A lead-testing bill is the first in a 10-point list of demands activists are making of local and state officials to reduce lead poisoning. Others include enacting local ordinances requiring lead testing of all rental housing, and posting instructions on how to treat lead-contaminated surfaces at paint and hardware stores.

"We will serve as citizen watchdogs to see that these proposals are enacted," said Rhonda Anderson of the Detroit Environmental Justice Community Committee of Sierra Club, the rally's chief organizer.

Lead poisoning can lead to brain damage that gives children attention disorders, reduces their ability to learn and can make them prone to violent behavior.

Carolyn Truitt, a legislative aide to Clarke, is all too familiar with those symptoms.

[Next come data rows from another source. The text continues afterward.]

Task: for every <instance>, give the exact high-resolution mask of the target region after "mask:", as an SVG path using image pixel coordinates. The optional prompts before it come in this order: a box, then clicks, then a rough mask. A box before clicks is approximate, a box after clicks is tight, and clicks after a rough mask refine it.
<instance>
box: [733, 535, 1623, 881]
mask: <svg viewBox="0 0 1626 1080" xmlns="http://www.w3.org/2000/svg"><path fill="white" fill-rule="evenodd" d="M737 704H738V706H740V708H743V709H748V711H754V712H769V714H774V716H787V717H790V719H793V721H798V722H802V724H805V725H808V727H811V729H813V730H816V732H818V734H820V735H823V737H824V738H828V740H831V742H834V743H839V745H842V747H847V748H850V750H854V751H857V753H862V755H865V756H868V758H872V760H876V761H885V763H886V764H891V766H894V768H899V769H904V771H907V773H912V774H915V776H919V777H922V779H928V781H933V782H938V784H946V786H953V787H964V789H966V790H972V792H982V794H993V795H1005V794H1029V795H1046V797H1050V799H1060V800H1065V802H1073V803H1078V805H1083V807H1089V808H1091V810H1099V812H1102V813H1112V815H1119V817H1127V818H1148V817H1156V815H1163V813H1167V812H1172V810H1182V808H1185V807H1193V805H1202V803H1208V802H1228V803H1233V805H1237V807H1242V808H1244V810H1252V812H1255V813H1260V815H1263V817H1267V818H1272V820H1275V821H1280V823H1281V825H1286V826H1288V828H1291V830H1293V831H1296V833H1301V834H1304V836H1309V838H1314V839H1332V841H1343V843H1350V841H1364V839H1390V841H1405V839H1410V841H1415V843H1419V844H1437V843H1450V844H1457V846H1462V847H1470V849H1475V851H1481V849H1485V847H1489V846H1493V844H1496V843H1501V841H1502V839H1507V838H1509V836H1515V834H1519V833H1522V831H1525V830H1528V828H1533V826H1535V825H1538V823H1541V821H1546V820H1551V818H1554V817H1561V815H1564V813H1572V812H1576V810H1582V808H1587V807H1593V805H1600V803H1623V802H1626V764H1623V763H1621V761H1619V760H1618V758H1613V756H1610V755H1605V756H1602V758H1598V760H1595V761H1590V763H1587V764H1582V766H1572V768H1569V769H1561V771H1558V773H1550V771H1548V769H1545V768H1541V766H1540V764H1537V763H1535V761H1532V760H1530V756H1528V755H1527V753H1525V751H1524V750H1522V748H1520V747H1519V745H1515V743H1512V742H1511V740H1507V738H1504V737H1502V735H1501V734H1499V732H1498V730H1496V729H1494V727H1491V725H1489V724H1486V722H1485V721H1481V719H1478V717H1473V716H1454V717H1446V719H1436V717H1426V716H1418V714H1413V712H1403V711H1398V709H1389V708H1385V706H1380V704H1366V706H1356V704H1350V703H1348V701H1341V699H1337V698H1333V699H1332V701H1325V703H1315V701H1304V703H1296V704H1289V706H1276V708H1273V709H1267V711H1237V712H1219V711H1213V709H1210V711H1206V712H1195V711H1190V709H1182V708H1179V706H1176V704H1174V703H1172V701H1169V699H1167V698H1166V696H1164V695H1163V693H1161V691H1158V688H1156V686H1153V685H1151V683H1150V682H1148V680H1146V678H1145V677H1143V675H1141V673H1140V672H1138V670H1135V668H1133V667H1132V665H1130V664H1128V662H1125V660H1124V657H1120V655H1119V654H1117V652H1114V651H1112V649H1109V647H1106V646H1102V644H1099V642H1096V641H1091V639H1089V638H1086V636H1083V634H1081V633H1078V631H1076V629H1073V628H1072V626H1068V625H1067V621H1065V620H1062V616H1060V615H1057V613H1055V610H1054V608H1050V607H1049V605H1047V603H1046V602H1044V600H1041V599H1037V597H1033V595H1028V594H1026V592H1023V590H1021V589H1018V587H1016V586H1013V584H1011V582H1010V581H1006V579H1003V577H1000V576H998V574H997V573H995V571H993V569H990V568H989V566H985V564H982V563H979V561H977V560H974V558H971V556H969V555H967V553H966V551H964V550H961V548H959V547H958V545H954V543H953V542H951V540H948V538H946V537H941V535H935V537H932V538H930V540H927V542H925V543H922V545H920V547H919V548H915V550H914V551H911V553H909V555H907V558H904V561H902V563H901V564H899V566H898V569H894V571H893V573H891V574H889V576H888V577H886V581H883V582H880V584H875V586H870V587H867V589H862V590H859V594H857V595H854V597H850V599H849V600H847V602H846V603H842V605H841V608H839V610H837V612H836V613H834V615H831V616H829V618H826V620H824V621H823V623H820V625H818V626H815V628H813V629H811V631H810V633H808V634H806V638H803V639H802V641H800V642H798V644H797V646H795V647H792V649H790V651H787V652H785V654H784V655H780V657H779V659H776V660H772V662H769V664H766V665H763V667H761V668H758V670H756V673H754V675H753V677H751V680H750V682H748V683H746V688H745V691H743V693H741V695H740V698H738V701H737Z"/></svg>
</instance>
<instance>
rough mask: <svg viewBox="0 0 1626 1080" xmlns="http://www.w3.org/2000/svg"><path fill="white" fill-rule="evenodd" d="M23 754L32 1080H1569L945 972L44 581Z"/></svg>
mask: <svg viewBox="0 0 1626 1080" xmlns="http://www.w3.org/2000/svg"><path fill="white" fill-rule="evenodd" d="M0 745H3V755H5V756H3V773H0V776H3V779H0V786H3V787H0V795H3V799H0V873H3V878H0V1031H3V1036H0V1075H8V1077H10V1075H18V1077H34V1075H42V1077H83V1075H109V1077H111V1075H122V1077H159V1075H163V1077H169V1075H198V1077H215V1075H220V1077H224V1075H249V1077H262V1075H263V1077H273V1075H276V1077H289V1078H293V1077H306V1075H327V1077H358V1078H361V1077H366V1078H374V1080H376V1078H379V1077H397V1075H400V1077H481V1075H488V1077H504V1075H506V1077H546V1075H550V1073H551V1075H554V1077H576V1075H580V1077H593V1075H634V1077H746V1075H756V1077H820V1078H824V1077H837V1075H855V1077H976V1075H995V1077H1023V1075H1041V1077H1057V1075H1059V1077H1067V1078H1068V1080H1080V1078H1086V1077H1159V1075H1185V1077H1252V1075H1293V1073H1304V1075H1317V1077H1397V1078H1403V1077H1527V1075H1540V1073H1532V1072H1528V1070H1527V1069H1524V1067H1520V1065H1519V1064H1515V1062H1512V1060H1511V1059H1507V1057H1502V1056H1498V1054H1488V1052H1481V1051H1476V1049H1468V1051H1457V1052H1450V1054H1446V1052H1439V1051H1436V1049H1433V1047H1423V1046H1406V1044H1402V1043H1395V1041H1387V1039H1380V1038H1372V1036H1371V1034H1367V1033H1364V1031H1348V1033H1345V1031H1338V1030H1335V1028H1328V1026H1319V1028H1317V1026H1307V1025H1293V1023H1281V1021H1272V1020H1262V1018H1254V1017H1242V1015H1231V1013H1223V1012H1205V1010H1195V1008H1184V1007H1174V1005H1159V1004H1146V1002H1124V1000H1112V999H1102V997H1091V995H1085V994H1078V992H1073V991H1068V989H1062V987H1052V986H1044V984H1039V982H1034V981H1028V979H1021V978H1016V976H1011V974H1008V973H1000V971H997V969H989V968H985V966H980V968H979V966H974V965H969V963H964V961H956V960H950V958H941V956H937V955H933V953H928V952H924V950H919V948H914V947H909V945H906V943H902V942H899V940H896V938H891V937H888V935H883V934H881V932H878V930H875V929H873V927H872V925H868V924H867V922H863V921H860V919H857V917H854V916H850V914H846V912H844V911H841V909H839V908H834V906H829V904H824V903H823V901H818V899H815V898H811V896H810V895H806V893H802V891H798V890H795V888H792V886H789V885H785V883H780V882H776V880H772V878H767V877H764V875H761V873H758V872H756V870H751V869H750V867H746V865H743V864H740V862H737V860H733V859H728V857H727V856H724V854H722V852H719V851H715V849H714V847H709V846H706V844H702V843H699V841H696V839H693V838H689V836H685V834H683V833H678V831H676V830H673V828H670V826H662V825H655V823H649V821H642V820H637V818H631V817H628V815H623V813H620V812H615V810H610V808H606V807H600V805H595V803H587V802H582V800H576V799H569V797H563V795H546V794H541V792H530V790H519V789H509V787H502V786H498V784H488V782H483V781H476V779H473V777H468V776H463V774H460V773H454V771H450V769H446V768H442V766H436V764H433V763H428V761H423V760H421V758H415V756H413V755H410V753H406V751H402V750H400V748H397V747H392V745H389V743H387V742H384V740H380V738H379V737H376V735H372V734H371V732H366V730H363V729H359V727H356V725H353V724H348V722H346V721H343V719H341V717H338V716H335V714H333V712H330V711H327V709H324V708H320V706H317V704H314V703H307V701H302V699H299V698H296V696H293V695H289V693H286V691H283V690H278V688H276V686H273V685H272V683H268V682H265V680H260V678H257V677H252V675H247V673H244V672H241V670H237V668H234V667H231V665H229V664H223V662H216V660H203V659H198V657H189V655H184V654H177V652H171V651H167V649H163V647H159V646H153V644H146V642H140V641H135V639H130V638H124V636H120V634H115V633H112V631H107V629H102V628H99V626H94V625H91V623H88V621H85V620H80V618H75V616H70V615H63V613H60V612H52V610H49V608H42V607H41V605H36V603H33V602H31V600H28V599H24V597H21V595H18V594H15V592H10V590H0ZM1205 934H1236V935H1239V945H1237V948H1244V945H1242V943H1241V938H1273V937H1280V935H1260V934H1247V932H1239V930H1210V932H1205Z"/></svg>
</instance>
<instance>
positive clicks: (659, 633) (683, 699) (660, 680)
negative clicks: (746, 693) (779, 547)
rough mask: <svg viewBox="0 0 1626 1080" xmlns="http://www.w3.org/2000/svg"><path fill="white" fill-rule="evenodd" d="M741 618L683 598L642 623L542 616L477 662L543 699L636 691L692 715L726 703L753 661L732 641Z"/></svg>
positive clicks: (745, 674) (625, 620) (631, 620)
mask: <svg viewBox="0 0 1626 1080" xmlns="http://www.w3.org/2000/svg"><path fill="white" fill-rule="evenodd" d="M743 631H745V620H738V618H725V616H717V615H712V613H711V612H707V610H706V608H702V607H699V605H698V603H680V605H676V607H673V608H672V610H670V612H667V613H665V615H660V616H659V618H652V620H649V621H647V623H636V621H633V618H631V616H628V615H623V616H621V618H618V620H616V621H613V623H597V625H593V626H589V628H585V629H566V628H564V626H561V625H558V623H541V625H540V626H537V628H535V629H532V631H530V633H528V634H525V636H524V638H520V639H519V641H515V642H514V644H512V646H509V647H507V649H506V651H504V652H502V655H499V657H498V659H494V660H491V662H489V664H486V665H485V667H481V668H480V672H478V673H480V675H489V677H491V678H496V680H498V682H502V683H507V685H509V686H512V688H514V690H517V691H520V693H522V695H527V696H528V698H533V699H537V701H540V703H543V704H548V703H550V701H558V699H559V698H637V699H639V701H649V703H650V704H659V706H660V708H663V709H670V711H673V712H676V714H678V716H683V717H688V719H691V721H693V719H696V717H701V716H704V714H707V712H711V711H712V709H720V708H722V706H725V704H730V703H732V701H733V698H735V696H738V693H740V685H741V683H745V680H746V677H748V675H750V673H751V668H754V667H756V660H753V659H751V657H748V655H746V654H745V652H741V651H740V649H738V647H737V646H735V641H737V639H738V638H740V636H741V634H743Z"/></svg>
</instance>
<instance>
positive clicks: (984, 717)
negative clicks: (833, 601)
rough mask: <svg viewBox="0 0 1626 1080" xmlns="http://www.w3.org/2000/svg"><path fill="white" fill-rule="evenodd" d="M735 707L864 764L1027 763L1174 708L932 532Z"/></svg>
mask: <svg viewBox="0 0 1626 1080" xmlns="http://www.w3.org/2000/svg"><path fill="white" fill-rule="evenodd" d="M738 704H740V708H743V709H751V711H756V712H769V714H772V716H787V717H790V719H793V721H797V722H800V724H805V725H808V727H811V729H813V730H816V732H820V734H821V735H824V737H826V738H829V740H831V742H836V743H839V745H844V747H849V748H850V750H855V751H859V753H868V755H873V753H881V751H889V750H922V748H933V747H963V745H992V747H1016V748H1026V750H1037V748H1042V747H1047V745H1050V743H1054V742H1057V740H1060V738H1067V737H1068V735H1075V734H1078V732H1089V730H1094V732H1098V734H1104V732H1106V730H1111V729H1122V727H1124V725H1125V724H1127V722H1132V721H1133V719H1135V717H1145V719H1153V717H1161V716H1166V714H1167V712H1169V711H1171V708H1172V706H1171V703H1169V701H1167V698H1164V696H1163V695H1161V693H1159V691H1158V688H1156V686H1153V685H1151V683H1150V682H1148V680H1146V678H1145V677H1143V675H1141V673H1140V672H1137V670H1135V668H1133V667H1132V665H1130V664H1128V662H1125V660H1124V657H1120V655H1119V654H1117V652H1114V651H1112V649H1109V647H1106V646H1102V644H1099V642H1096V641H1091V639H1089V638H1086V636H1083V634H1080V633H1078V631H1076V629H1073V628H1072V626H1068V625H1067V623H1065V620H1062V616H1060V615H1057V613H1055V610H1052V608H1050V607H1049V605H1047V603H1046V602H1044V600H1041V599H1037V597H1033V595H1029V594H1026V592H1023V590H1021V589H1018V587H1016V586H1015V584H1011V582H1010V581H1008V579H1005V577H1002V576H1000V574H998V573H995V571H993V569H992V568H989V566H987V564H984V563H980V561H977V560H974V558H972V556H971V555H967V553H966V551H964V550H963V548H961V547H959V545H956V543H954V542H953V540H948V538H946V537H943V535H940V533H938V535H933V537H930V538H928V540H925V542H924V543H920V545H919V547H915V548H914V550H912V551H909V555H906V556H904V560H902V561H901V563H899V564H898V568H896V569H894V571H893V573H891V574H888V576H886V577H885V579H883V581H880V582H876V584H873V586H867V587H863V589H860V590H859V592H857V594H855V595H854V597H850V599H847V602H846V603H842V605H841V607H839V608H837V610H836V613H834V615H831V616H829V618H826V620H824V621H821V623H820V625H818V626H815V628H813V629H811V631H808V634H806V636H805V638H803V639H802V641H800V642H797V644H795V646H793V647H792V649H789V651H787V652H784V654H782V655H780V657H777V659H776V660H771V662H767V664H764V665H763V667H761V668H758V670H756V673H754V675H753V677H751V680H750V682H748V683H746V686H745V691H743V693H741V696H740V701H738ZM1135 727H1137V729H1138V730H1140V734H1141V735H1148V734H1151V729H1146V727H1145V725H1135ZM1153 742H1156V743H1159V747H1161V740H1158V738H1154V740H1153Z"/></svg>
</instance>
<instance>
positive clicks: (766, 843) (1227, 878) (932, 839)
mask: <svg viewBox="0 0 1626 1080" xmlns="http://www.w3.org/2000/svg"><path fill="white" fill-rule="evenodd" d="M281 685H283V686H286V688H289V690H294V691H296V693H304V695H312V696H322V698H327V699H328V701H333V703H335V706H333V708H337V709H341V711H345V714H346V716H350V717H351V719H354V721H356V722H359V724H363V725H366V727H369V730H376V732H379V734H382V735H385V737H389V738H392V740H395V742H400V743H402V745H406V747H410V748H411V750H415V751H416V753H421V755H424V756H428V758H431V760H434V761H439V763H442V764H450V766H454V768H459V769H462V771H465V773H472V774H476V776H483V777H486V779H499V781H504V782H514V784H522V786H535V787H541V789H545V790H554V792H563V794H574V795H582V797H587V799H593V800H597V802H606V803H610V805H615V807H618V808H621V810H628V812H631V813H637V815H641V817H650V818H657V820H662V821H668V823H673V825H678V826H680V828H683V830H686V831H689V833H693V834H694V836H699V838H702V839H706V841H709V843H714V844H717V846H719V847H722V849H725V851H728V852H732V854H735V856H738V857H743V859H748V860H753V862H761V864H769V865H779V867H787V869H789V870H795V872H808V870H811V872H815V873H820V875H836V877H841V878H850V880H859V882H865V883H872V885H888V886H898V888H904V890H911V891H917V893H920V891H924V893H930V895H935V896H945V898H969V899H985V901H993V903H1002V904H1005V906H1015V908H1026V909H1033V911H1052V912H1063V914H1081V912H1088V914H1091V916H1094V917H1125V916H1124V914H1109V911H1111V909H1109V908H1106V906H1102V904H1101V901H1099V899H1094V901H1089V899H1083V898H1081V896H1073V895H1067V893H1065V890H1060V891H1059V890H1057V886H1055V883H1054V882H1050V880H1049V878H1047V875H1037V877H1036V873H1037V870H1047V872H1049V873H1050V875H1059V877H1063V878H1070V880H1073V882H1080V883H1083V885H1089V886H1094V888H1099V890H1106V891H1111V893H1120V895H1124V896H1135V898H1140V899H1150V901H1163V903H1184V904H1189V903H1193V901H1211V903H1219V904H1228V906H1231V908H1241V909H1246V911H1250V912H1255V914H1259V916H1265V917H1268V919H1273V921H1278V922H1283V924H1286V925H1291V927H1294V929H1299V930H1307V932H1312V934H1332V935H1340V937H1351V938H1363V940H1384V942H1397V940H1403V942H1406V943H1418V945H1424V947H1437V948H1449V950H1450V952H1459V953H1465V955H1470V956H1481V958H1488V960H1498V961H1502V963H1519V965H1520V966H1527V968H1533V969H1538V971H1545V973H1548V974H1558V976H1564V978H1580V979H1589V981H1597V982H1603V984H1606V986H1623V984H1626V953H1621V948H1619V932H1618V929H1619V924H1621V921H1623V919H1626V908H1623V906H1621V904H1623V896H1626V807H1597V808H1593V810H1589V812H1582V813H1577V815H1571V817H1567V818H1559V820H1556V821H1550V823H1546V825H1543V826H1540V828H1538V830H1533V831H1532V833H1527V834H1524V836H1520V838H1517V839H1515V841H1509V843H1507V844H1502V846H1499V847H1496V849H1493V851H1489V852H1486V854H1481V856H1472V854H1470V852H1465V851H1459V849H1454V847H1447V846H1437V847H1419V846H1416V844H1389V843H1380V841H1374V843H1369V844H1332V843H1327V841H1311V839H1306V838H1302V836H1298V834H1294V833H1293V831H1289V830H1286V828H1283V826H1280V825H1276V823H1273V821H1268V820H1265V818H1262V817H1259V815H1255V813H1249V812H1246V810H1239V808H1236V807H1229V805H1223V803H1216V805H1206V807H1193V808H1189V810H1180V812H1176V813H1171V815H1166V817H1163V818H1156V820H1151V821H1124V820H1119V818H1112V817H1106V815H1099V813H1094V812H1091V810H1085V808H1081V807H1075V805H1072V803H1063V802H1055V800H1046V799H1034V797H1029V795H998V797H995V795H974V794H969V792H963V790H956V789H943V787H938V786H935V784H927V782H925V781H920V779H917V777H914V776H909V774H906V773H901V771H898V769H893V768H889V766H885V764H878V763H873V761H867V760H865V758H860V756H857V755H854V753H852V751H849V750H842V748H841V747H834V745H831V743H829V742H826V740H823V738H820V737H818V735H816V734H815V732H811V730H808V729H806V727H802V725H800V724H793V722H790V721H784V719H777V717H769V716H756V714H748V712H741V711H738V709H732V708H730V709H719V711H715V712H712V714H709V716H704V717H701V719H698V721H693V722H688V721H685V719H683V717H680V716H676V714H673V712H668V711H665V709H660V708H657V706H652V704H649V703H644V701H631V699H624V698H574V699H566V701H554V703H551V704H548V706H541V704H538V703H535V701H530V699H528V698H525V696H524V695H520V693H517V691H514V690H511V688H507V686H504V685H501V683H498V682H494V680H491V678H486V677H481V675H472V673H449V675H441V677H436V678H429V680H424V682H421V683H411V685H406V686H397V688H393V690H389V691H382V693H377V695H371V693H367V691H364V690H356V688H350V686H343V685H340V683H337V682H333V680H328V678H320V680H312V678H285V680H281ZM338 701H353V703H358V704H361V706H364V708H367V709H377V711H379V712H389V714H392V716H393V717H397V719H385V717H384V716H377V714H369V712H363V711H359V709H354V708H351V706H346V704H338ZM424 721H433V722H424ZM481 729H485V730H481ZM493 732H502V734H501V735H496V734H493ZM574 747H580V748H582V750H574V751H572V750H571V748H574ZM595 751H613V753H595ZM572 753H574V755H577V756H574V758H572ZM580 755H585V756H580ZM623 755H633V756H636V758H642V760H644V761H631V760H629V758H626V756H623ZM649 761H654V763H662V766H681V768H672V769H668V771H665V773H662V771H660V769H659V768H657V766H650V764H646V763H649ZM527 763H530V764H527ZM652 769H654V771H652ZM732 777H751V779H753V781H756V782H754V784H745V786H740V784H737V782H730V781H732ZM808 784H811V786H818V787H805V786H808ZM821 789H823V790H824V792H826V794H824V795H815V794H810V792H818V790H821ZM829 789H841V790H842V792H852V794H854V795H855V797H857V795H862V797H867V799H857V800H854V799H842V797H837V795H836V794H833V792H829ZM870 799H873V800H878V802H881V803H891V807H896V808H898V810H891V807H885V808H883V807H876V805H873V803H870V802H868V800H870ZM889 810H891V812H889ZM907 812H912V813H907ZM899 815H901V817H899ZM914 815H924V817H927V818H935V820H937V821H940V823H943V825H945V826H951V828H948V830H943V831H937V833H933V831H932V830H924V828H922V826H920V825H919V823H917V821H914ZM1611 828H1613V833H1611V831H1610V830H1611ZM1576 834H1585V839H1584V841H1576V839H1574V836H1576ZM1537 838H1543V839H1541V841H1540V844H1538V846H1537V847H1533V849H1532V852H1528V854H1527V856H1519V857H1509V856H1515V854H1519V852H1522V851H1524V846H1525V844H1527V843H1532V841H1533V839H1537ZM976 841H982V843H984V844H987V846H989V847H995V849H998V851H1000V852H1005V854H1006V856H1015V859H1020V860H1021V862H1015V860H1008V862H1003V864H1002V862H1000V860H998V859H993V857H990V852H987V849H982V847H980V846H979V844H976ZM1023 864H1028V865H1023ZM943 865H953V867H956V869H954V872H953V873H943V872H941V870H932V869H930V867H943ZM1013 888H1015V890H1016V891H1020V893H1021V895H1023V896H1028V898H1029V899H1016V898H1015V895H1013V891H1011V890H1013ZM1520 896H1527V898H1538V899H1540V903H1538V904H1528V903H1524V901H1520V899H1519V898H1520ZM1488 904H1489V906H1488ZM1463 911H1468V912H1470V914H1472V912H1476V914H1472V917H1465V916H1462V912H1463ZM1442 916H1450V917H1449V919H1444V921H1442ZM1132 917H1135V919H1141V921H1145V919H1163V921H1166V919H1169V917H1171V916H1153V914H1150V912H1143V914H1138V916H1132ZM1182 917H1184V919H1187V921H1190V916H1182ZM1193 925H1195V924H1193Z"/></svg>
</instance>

Her son Jason, 14, had a blood-lead level of 75 micrograms per deciliter when he was 2. The federal government considers a child lead poisoned when the blood-lead level reaches 10 micrograms per deciliter.

It took five years of painful shots to bring Jason's blood-lead level down below 10. But the damage was done, his mother said she believes.

"He has moments when he cannot control his temper," Truitt said Wednesday. "If someone says something he doesn't like, he'll punch a wall. He'll cuss. It's sad."

Currently, all Michigan children on Medicaid and all children in Detroit are supposed to be tested for lead poisoning by their physicians -- but too often this does not occur. A test costs about $11, Clarke said, and often is the only way to confirm whether a child has a dangerously high lead level.

Today's rally is scheduled for 10:30 a.m. in front of an abandoned Continental Aluminum factory on Algonquin between Jefferson and Kercheval in Detroit. The third in a City of Detroit series of meetings to educate parents and others about lead poisoning and provide free lead testing for children is planned for 6-8 p.m. Tuesday at St. Christopher Church, 7800 Woodmont, Detroit.